那老者,面色红润,蓄着花白的山羊胡,衣着普通,腰杆挺得很直,迈着四方步,特有气质。
正是刚才在大塘边打太极的人。
“三爷,来,坐。”
李广田起身让坐,沈青也跟着站了起来。
“李三太爷,好。”
李三爷入座后,打量沈青一眼,“你是...沈有根家的三小子。嚯,好久不见,都长成大小伙了。
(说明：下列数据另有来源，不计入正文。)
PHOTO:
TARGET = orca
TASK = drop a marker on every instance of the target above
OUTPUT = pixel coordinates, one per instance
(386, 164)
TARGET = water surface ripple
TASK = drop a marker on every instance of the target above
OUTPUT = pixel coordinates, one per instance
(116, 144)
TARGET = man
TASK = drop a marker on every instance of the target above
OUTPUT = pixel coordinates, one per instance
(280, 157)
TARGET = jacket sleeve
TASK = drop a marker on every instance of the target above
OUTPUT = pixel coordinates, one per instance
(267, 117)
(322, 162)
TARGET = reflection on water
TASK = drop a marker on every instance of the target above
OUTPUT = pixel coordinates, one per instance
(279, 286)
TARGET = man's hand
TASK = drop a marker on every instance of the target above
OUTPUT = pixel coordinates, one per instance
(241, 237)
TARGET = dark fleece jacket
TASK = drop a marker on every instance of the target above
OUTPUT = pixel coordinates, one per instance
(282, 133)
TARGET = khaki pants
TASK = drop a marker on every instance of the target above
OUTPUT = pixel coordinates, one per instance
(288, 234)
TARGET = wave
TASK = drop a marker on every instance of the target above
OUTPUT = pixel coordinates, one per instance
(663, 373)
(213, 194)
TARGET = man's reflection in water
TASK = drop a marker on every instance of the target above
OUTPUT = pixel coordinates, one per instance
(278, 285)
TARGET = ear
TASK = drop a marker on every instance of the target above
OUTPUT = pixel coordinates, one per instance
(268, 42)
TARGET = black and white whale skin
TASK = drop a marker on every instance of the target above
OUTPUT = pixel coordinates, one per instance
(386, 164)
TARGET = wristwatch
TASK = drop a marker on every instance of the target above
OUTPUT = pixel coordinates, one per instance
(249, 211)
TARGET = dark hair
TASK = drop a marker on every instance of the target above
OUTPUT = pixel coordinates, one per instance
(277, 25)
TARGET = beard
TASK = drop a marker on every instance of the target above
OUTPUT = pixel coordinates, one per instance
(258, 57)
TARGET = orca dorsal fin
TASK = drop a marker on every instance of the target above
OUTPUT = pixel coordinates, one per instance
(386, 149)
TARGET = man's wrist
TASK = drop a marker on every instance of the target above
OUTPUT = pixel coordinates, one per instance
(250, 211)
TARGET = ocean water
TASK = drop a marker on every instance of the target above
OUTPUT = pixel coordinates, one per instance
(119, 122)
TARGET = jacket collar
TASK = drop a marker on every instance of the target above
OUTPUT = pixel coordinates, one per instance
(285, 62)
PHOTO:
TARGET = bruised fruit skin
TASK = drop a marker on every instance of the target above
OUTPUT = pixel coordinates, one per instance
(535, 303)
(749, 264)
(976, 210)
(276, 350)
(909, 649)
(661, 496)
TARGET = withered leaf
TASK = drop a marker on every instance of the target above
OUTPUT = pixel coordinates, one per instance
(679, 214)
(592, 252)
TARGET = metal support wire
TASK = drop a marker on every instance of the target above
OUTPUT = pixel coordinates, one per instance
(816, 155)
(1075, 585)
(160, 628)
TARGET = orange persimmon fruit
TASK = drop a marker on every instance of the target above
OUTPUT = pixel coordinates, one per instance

”
哗---
李广田为李三爷倒一碗茶水。
“素芬亲爷和大青妈的爷爷,是堂兄弟。
大青喊素芬姨,按辈分,合该喊您一声‘太爷’。
沈有根是个偏心的,宠溺大房,压榨二房,三房...有他媳妇疼。
清算工分那会,由书记当公证人,大青和沈家断了亲。”
“断亲?”李三爷先是一惊,后又一笑,“断了好啊,远离豺狼虎豹,才会越过越兴旺。”
沈青从原身的记忆里,搜到了与老者相关的信息。
李三爷,本名不详,是安宁村辈分最高、积蓄最多的人。
李家祖上曾开过占地二十亩的大厂,主营酱油,副营酱豆,积累了大量钱财。
战争一起,厂子化为乌有。
但手艺还在,李三爷作为传承人,办起了家庭式小作坊。
他曾用自家大陶缸,底钻孔、下藏人、上装酱,板车一拉,助几名侦查兵逃离敌控区。
饥荒之年,他曾慷慨放粮,帮附近村民渡过难关。
人性亢奋时期。
这两大善举,令他被排除在‘名单’之外。
当然,也有一部分人。
红袖章一戴,木棒一拿,打着各种名义,进李家搜查,每每无功而返。
但...李三爷的气质,委实不像是穷人。
一度被怀疑,其将祖上积蓄,藏匿在只有他自己知道的隐蔽处。
不过,甭管‘祖上积蓄’是否存在,就凭那经营多年、始终红火的小作坊,其也能被称为安宁村首富。
这时,李三爷端起碗,喝了一口。
“微甜,无糊焦味,火候把握得很好嘛。
我呢,二子一女,底下一连串孙子、孙女、外孙、外孙女,且个顶个的孝顺。
每年,都往我手心里塞不少钱,就连你,逢年过节,也往我家送好多东西。
家里就我和老伴两个人,花不了几个籽,孝敬给我的钱,一直没咋动。
冒儿,我那个最小的孙子,在大队任职。
闲聊时,他向我透了点信息,说镇里要普及‘电’。